Arkansas business leaders joined Gov. Asa Hutchinson Monday (Oct. 31) in calling for voters to oppose Issue 4, the general election ballot measure that would legalize adult use cannabis and see the state join 19 other states with legal recreational use.
At a news conference at the headquarters of the Arkansas State Chamber of Commerce in Little Rock, the industry representatives said legalizing recreational marijuana would compound problems for workforce recruitment and safety.
Issue 4 supporters said the arguments were no different than when medical marijuana was proposed in 2016, and that Arkansas businesses have not suffered since its passage.
Leaders from the trucking, construction and agricultural industries joined Hutchinson in condemning the proposal.
“It’s a nightmare for the industry, for the people we have to work on the highways and buildings around the state,” said Haskell Dickinson, former chairman of the Associated General Contractors of Arkansas. “We will have a challenge determining who can come to work… we don’t know how to handle it and no one else does either.”
“Issue 4 threatens the fair growth of business, by enriching marijuana monopolies and hamstringing industries like trucking that have long-served as the foundation for our state’s economy,” said Shannon Newton, President of the Arkansas Trucking Association.
Citing a shortage of nearly 78,000 truck drivers nationwide and as many as 2,400 in Arkansas, Newton added that permitting recreational marijuana would make it even harder to recruit drivers to an industry that already has a limited pool of candidates.
“The potential negative impact on our industry’s ability to recruit and retain the woefully-needed professional drivers to continue to deliver the standard of living that we all enjoy, should be obvious,” she added.
Newton cited statistics from Nevada and Washington that showed 162% and 190% increases in workers testing positive for marijuana in recent years since legalization occurred in those states.
Zook also emphasized that workforce issues would be severely challenged, and he noted that legalization would drive workers compensation insurance higher for businesses. Arkansas has some of the lowest workers compensation rates in the nation and has had decades of stability on this front.
“This measure would compound this problem making it nearly impossible to have a safe workplace,” Zook said. “The question to ask is: would we really be better off as a state if we pass this?”
Robert McLarty, campaign director for Issue 4, said the workforce arguments presented at the news conference have been made before and haven’t borne out in reality.
“With all due respect to the Governor, Fact: 3 of the 5 top manufacturing states in the country have adult-use cannabis or medical cannabis or both,” he said. “Like an old scare tactic of the Halloween sequel, today’s press conference repeats yesterday’s claims that the sky will fall.

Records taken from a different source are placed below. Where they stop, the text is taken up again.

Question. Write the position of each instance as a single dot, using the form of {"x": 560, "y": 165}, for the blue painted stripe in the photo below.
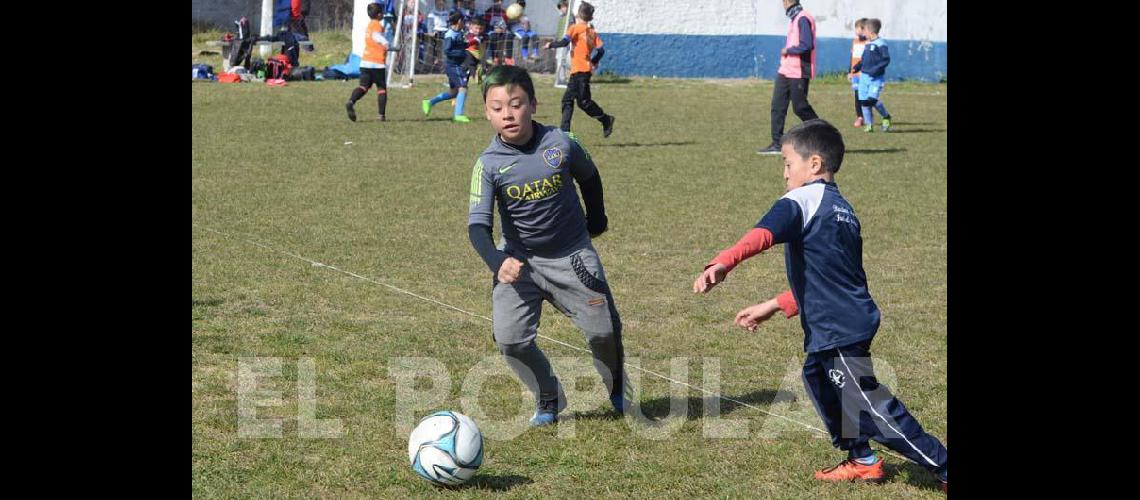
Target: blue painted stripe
{"x": 754, "y": 56}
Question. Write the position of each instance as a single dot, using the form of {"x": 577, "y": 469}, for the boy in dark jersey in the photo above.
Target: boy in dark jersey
{"x": 529, "y": 171}
{"x": 823, "y": 255}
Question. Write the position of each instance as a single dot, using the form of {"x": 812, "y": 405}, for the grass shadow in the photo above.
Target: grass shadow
{"x": 640, "y": 145}
{"x": 494, "y": 483}
{"x": 695, "y": 407}
{"x": 893, "y": 131}
{"x": 610, "y": 80}
{"x": 874, "y": 152}
{"x": 917, "y": 475}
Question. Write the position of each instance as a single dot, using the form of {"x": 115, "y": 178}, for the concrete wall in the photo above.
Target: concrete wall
{"x": 743, "y": 38}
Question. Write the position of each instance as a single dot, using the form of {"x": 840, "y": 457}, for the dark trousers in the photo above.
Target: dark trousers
{"x": 795, "y": 90}
{"x": 855, "y": 408}
{"x": 373, "y": 76}
{"x": 578, "y": 90}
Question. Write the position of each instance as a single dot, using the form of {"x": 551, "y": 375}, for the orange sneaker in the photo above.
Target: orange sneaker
{"x": 853, "y": 470}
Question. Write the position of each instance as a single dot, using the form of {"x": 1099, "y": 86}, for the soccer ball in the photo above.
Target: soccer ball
{"x": 446, "y": 448}
{"x": 513, "y": 11}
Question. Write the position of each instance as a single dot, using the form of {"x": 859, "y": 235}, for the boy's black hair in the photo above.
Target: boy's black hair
{"x": 586, "y": 11}
{"x": 873, "y": 25}
{"x": 817, "y": 137}
{"x": 509, "y": 75}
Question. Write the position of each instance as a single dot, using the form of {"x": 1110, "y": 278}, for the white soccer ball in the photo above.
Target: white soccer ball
{"x": 513, "y": 11}
{"x": 446, "y": 448}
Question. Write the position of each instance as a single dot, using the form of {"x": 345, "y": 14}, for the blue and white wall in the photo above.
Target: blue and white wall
{"x": 743, "y": 38}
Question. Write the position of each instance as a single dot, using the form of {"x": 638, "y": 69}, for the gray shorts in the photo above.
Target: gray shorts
{"x": 575, "y": 284}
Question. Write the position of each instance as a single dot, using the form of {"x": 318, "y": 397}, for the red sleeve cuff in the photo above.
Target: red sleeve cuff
{"x": 787, "y": 303}
{"x": 754, "y": 242}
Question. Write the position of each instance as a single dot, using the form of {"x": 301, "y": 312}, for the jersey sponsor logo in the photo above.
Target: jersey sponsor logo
{"x": 837, "y": 378}
{"x": 535, "y": 190}
{"x": 844, "y": 215}
{"x": 553, "y": 157}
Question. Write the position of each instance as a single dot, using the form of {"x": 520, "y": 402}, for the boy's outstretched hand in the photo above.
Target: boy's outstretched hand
{"x": 710, "y": 278}
{"x": 751, "y": 317}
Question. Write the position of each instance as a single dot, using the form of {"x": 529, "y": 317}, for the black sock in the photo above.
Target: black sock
{"x": 357, "y": 93}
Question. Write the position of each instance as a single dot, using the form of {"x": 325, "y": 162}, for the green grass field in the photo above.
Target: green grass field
{"x": 284, "y": 167}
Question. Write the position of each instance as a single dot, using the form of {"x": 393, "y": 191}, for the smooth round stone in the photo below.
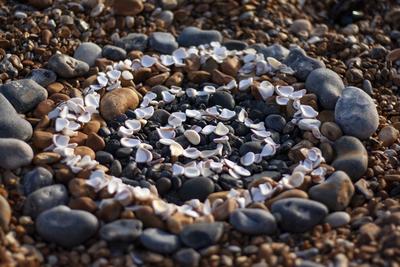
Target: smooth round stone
{"x": 113, "y": 52}
{"x": 124, "y": 231}
{"x": 302, "y": 64}
{"x": 192, "y": 36}
{"x": 36, "y": 179}
{"x": 336, "y": 192}
{"x": 253, "y": 221}
{"x": 327, "y": 85}
{"x": 298, "y": 215}
{"x": 14, "y": 153}
{"x": 24, "y": 94}
{"x": 42, "y": 76}
{"x": 163, "y": 42}
{"x": 275, "y": 122}
{"x": 67, "y": 67}
{"x": 187, "y": 257}
{"x": 45, "y": 198}
{"x": 352, "y": 157}
{"x": 196, "y": 188}
{"x": 356, "y": 113}
{"x": 160, "y": 241}
{"x": 201, "y": 235}
{"x": 223, "y": 99}
{"x": 66, "y": 227}
{"x": 88, "y": 52}
{"x": 133, "y": 41}
{"x": 337, "y": 219}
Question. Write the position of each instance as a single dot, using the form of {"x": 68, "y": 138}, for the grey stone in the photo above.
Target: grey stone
{"x": 351, "y": 157}
{"x": 67, "y": 67}
{"x": 36, "y": 179}
{"x": 201, "y": 235}
{"x": 356, "y": 113}
{"x": 160, "y": 241}
{"x": 163, "y": 42}
{"x": 327, "y": 85}
{"x": 298, "y": 215}
{"x": 88, "y": 52}
{"x": 302, "y": 64}
{"x": 24, "y": 94}
{"x": 336, "y": 192}
{"x": 14, "y": 153}
{"x": 45, "y": 198}
{"x": 253, "y": 221}
{"x": 66, "y": 227}
{"x": 192, "y": 36}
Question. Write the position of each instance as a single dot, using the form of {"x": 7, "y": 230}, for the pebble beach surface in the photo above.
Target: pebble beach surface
{"x": 212, "y": 133}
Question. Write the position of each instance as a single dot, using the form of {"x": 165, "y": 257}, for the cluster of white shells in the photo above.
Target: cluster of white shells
{"x": 72, "y": 114}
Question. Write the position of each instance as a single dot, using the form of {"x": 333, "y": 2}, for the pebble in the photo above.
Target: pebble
{"x": 67, "y": 67}
{"x": 327, "y": 85}
{"x": 121, "y": 231}
{"x": 196, "y": 188}
{"x": 336, "y": 192}
{"x": 14, "y": 153}
{"x": 356, "y": 113}
{"x": 24, "y": 94}
{"x": 114, "y": 52}
{"x": 192, "y": 36}
{"x": 253, "y": 221}
{"x": 160, "y": 241}
{"x": 36, "y": 179}
{"x": 66, "y": 227}
{"x": 42, "y": 76}
{"x": 117, "y": 102}
{"x": 302, "y": 64}
{"x": 163, "y": 42}
{"x": 337, "y": 219}
{"x": 88, "y": 52}
{"x": 201, "y": 235}
{"x": 298, "y": 215}
{"x": 352, "y": 157}
{"x": 45, "y": 198}
{"x": 11, "y": 124}
{"x": 133, "y": 41}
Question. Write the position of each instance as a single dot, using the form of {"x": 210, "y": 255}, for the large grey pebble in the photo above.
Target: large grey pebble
{"x": 24, "y": 94}
{"x": 14, "y": 153}
{"x": 351, "y": 157}
{"x": 327, "y": 85}
{"x": 201, "y": 235}
{"x": 43, "y": 77}
{"x": 45, "y": 198}
{"x": 160, "y": 241}
{"x": 36, "y": 179}
{"x": 66, "y": 227}
{"x": 163, "y": 42}
{"x": 133, "y": 41}
{"x": 356, "y": 113}
{"x": 67, "y": 67}
{"x": 124, "y": 231}
{"x": 253, "y": 221}
{"x": 192, "y": 36}
{"x": 302, "y": 64}
{"x": 298, "y": 215}
{"x": 336, "y": 192}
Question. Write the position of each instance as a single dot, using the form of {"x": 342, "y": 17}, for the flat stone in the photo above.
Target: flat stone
{"x": 201, "y": 235}
{"x": 253, "y": 221}
{"x": 298, "y": 215}
{"x": 356, "y": 114}
{"x": 14, "y": 153}
{"x": 45, "y": 198}
{"x": 66, "y": 227}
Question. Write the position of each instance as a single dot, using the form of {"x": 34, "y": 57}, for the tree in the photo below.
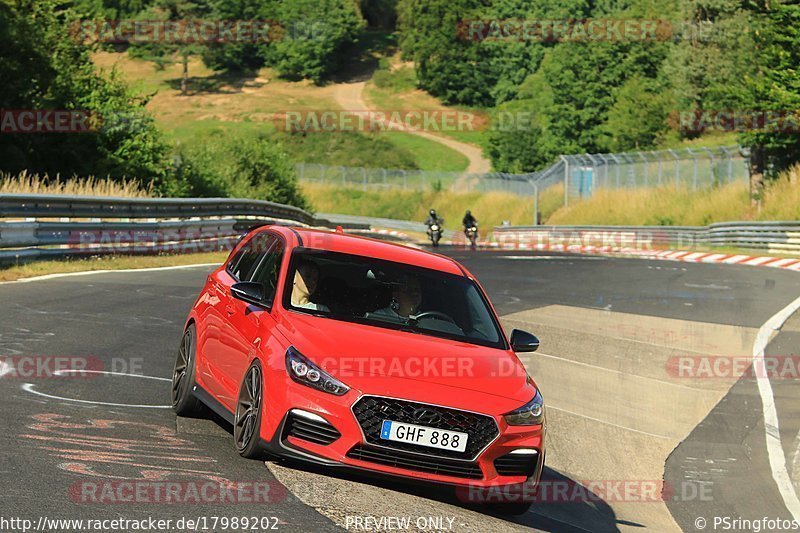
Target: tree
{"x": 162, "y": 52}
{"x": 316, "y": 34}
{"x": 637, "y": 119}
{"x": 773, "y": 85}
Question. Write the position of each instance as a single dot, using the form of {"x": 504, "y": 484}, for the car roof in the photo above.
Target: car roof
{"x": 365, "y": 246}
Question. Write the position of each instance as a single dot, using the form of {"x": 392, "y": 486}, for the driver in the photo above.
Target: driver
{"x": 406, "y": 299}
{"x": 306, "y": 279}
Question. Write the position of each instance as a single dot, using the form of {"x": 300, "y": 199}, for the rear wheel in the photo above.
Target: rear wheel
{"x": 512, "y": 509}
{"x": 183, "y": 401}
{"x": 247, "y": 422}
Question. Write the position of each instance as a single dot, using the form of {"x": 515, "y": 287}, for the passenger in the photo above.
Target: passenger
{"x": 306, "y": 280}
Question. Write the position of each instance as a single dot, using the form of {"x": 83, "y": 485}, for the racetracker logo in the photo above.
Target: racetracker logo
{"x": 716, "y": 367}
{"x": 186, "y": 31}
{"x": 46, "y": 121}
{"x": 173, "y": 492}
{"x": 589, "y": 491}
{"x": 565, "y": 30}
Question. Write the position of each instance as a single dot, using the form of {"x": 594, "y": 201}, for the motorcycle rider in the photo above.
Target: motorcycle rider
{"x": 434, "y": 220}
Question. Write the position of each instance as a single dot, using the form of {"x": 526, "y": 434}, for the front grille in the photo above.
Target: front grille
{"x": 371, "y": 411}
{"x": 517, "y": 464}
{"x": 311, "y": 430}
{"x": 411, "y": 461}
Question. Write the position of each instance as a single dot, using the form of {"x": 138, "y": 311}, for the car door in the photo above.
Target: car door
{"x": 247, "y": 324}
{"x": 220, "y": 340}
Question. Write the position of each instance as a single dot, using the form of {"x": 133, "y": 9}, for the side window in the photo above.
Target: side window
{"x": 242, "y": 265}
{"x": 268, "y": 270}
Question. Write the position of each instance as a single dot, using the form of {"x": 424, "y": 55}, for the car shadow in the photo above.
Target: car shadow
{"x": 566, "y": 506}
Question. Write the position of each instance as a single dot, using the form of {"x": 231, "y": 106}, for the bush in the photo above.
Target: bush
{"x": 239, "y": 166}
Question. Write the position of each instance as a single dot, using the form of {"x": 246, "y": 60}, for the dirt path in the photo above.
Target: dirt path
{"x": 350, "y": 97}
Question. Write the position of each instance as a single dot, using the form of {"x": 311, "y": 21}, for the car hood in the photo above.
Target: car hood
{"x": 409, "y": 365}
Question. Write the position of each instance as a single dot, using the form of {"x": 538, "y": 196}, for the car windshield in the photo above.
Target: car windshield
{"x": 390, "y": 295}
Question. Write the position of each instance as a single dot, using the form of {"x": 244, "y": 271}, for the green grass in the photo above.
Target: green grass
{"x": 394, "y": 88}
{"x": 674, "y": 206}
{"x": 427, "y": 154}
{"x": 489, "y": 208}
{"x": 111, "y": 262}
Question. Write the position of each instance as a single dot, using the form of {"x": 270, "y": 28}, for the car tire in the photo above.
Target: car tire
{"x": 184, "y": 403}
{"x": 249, "y": 410}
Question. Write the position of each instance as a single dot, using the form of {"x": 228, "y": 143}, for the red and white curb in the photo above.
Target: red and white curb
{"x": 663, "y": 255}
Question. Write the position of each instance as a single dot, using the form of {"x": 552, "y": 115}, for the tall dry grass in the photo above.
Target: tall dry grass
{"x": 25, "y": 183}
{"x": 680, "y": 207}
{"x": 782, "y": 197}
{"x": 491, "y": 209}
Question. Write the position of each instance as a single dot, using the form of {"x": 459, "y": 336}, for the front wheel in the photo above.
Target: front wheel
{"x": 183, "y": 374}
{"x": 247, "y": 421}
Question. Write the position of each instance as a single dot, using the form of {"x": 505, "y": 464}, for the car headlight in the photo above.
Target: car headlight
{"x": 530, "y": 414}
{"x": 307, "y": 373}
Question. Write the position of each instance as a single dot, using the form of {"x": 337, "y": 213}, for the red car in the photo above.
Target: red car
{"x": 351, "y": 352}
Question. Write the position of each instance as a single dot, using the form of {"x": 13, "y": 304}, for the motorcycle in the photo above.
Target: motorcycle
{"x": 472, "y": 236}
{"x": 435, "y": 234}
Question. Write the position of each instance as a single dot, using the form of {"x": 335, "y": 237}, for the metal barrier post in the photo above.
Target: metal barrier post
{"x": 644, "y": 157}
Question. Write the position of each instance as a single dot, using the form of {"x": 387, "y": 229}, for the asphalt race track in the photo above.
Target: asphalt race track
{"x": 613, "y": 333}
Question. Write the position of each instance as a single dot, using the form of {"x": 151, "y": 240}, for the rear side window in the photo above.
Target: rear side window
{"x": 244, "y": 262}
{"x": 268, "y": 269}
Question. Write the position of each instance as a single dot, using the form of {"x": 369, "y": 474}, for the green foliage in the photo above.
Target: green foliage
{"x": 239, "y": 166}
{"x": 773, "y": 84}
{"x": 380, "y": 13}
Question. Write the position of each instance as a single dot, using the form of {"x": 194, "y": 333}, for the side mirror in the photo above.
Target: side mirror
{"x": 249, "y": 291}
{"x": 522, "y": 341}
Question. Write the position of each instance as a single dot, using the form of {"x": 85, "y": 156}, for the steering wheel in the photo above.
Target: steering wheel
{"x": 434, "y": 314}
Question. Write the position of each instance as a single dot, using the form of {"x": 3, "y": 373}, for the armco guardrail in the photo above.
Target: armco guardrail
{"x": 779, "y": 237}
{"x": 99, "y": 225}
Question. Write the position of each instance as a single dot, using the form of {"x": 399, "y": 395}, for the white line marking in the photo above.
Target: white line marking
{"x": 124, "y": 270}
{"x": 604, "y": 369}
{"x": 611, "y": 423}
{"x": 782, "y": 262}
{"x": 736, "y": 259}
{"x": 777, "y": 459}
{"x": 756, "y": 261}
{"x": 28, "y": 387}
{"x": 796, "y": 463}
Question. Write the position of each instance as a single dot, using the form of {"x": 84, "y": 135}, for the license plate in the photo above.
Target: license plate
{"x": 441, "y": 439}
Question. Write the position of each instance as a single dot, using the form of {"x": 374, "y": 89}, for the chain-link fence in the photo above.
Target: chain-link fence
{"x": 692, "y": 168}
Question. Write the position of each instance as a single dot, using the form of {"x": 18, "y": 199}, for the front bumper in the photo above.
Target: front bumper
{"x": 491, "y": 464}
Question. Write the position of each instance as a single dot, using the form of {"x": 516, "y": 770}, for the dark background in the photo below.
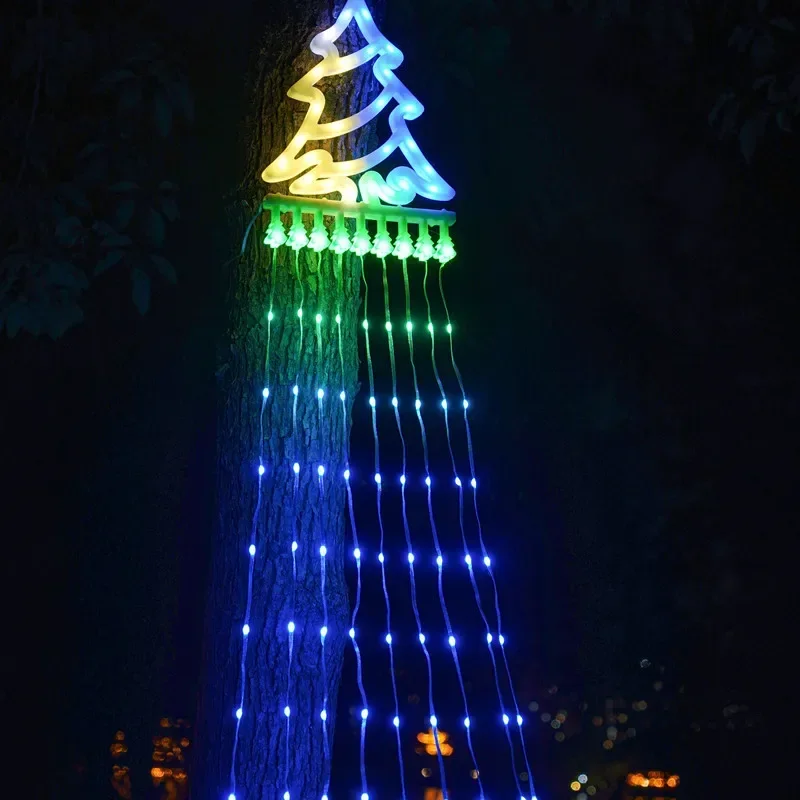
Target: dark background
{"x": 624, "y": 311}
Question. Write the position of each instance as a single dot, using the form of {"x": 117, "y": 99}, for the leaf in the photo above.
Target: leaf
{"x": 164, "y": 267}
{"x": 162, "y": 113}
{"x": 124, "y": 212}
{"x": 154, "y": 227}
{"x": 748, "y": 135}
{"x": 123, "y": 186}
{"x": 68, "y": 230}
{"x": 140, "y": 290}
{"x": 111, "y": 258}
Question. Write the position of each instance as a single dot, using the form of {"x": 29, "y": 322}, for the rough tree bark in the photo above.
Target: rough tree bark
{"x": 261, "y": 760}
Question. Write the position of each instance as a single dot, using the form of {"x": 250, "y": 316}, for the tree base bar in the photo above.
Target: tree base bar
{"x": 360, "y": 242}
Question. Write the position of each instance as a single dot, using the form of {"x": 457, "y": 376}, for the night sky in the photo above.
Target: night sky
{"x": 623, "y": 311}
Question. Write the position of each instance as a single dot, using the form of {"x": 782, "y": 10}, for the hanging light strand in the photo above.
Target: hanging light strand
{"x": 486, "y": 558}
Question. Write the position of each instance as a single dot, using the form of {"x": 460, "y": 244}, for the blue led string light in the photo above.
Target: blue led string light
{"x": 486, "y": 558}
{"x": 421, "y": 635}
{"x": 467, "y": 556}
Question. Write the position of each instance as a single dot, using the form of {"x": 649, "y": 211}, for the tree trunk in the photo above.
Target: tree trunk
{"x": 310, "y": 517}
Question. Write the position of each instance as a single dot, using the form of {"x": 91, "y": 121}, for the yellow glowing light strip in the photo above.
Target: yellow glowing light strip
{"x": 315, "y": 172}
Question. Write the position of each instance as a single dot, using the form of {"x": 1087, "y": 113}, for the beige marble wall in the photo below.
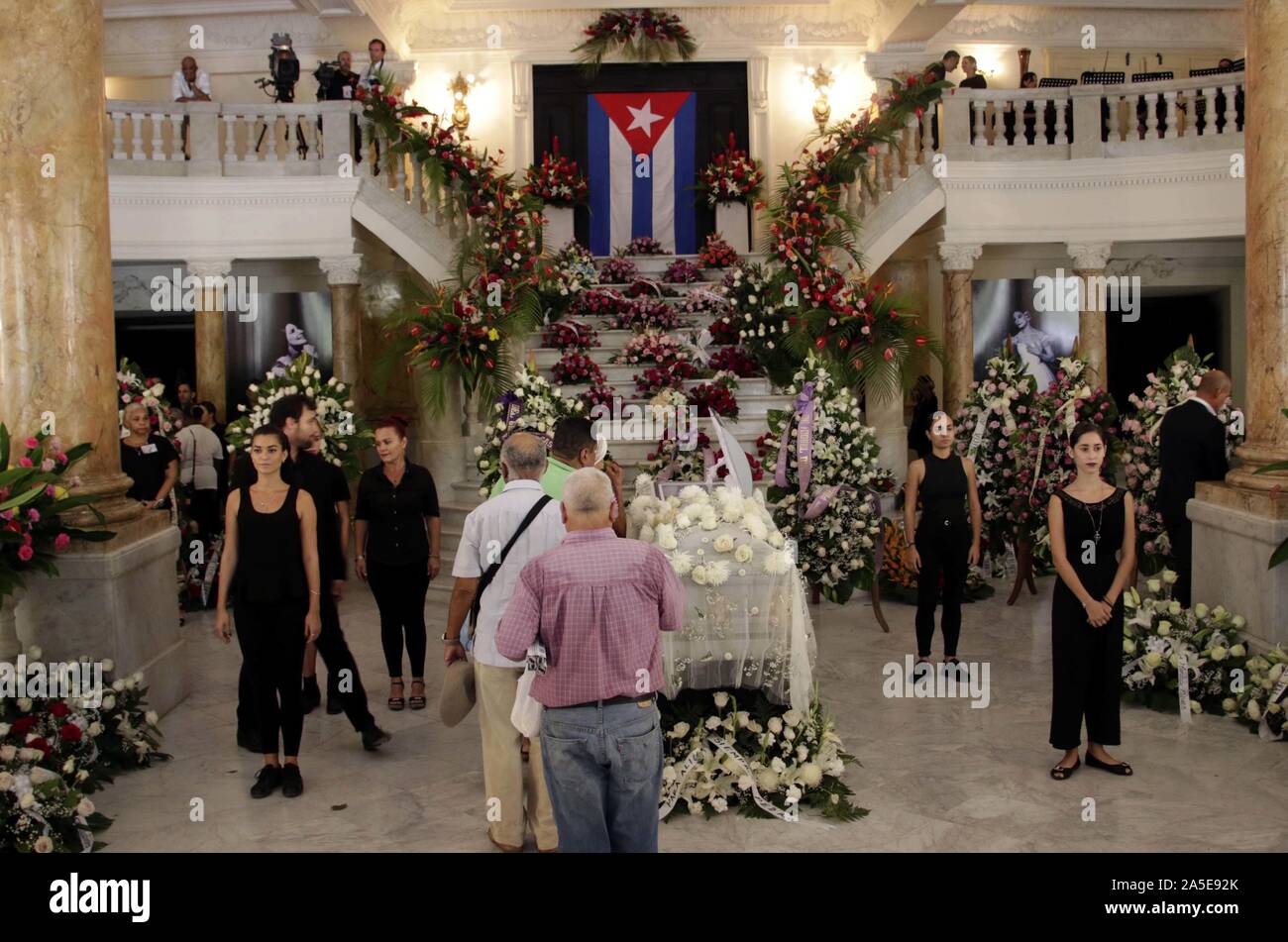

It didn’t fall in 2016, and it won’t fall once Arkansas voters pass Issue 4.”
The Arkansas Farm Bureau also joined Hutchinson at the governor’s press conference. Stanley Hill, vice president for Public Affairs & Government Relations, said opposing marijuana legalization has been a long-standing Farm Bureau policy that originated from its thousands of members.
“The membership of Farm Bureau determines the policy that we will champion or try to defeat,” he said. “Our leadership decided we should make an all-out commitment to see it defeated.”
Farm Bureau has made a statewide radio buy to run ads in opposition to Issue 4.
The ballot question committee that supports Issue 4, Responsible Growth Arkansas, has spent several millions of dollars to advocate for its passage on television and radio. Another ballot question committee that opposes Issue 4, Safe and Secure Communities, has also spent millions of dollars to defeat the measure.
A Talk Business & Politics-Hendrix College Poll in mid-October showed the race has tightened considerably in recent weeks. 50.5% supported Issue 4, while 43% opposed. The remaining 6.5% were undecided.
Gov. Hutchinson closed the press conference by answering a reporter’s question if legalized marijuana would present any different challenge than alcohol in the workplace.
“You can make some comparisons between the two. If you accept that argument, you have two choices,” the governor said. “Let’s reduce the number of harmful substances that could impair our workforce. It’s as simple as that to me.”